10:王子様たちとのお茶会
国王との謁見が終わった後、私は王宮内の庭園にある瀟洒な東屋で王子三人と円形テーブルを囲んでいた。
空は青く晴れ渡り、降り注ぐ陽光は眩しい。
東屋の周囲には色とりどりの花が咲き乱れ、鳥が春を謳歌するように鳴いている。
まるでこの世の楽園のような光景である。
私の右隣にルカ様、左隣にノクス様。
向かいの椅子には王太子であるギムレット様が腰かけている。
いずれも眩暈がするほどの超美形であり、彼らとお茶を飲む栄誉を与えられた私は国一番の幸せ者なのだろうが――あいにくとこの状況を心から楽しめるほどの胆力は備わっていない。
「海外から取り寄せた茶葉はどうだ? 口に合うか?」
とにかく失礼のないように、粗相のないようにと自分に言い聞かせながら、ぎくしゃくとした動きでお茶を飲む私を見て、このお茶会の主催者であるギムレット様が微笑んだ。
ギムレット・バル・アンベリス様。二十一歳。
髪の色は三つ年下のノクス様と同じ金で、柔らかそうな髪質も良く似ている。
金糸の長い睫毛に縁取られたその瞳はようやく芽吹いた春の若葉と同じ、瑞々しい緑色だった。
「はい、大変美味しいです」
嘘です。味がしません。匂いもしません。
極度の緊張で味覚も嗅覚も機能停止しています。
ティーカップを持つ手が震えるんですけども!!
「そうか、良かった」
ギムレット様は薔薇色の唇の端を軽く持ち上げた。
「この茶葉の独特な匂いと味は私には合わなかったが、女官の間では好評らしいので試しに出してみたのだ。何でも美容に良いらしいぞ。気に入ったなら後で部屋に届けさせよう」
「ありがとうございます……」
大きな音を立てないよう、慎重にティーカップをソーサーを置いた私の右隣で、ルカ様は静かに座っている。

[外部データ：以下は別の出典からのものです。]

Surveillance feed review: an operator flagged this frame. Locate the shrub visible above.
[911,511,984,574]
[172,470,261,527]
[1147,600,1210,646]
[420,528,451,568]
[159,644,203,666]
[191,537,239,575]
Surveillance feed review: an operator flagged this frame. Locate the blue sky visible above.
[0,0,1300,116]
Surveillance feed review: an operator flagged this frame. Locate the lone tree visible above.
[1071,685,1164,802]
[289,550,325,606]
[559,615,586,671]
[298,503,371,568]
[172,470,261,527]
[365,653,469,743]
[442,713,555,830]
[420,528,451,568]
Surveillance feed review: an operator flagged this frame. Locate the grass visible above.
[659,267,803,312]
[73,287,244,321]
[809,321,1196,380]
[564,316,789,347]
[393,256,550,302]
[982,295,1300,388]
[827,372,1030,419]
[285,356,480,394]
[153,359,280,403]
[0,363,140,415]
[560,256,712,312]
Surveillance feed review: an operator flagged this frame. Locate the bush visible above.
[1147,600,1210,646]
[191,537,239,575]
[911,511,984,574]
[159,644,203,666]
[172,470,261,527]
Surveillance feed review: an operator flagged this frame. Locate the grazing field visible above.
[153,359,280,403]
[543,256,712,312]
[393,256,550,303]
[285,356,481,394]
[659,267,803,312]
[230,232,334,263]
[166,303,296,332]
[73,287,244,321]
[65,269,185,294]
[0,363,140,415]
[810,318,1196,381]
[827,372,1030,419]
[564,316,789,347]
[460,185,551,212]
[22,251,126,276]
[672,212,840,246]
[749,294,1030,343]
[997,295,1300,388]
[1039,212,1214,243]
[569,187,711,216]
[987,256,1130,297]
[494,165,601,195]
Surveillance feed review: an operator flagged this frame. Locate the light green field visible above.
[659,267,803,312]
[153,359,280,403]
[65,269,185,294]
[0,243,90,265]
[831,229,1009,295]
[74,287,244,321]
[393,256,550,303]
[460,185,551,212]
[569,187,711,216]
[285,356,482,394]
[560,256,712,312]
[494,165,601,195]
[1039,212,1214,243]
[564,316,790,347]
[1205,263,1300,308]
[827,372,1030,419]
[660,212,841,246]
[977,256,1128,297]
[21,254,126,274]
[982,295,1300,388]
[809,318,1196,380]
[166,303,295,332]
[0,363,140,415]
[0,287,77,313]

ノクス様は優雅にお茶を飲んでいるけれど、ルカ様は口をつけようともしていない。
「菓子は嫌いか?」
体調が悪いんですかとルカ様に尋ねようとしたそのとき、ギムレット様に声をかけられた。
仕方なく質問を諦めてギムレット様に向き直る。
「いえ、好きです」
三段になっている銀製の菓子器に乗せられた菓子は全てが芸術品のようであり、大変美味しそうだが、緊張しきっているいまの私に食欲などない。
「なら遠慮なく食べるといい」
「いただきます」
王太子に勧められては拒否権などあるわけがなく、迷った末に、私はクルミが入ったクッキーを手に取った。
「美味しいです」
味のしないクッキーを咀嚼して嚥下し、微笑みを作ると、ギムレット様は満足そうに笑って私と同じクッキーを食べた。
それからしばらくは他愛ない話が続いた。
ギムレット様は私が戦地で体験した話を興味深そうに聞き、お返しとばかりに王宮で起きた愉快な出来事や怪談の類も教えてくれた。
ギムレット様の話術はとても巧みで、お話しされる内容はどれも興味深いものばかりだけれど……でも、そろそろじれったい。
お菓子に一切手を付けず、貝のように黙って動かないルカ様のことも気になるし、いい加減話を切り上げないと。
「ギムレット様。それで、私にしたいお話とは何でしょうか?」
話の区切りがついたタイミングで私は切り出した。
東屋にいるのは私たち四人だけ。
女官や護衛を下がらせた以上、まさか雑談するために私を呼んだわけじゃないはずだ。
「もう本題に入るのか? 私はステラともう少し会話を楽しみ、ステラを知りたいと思っていたのだが。なあルカ、ステラを私に譲ってくれないか? お前ばかり独占するのはずるいぞ」
「ステラは私の所有物ではありません。従って殿下に譲ることもできません」
この日初めてギムレット様に話を振られたルカ様は淡々とそう答えた。
ルカ様の前に置かれたお茶は既に冷え切っている。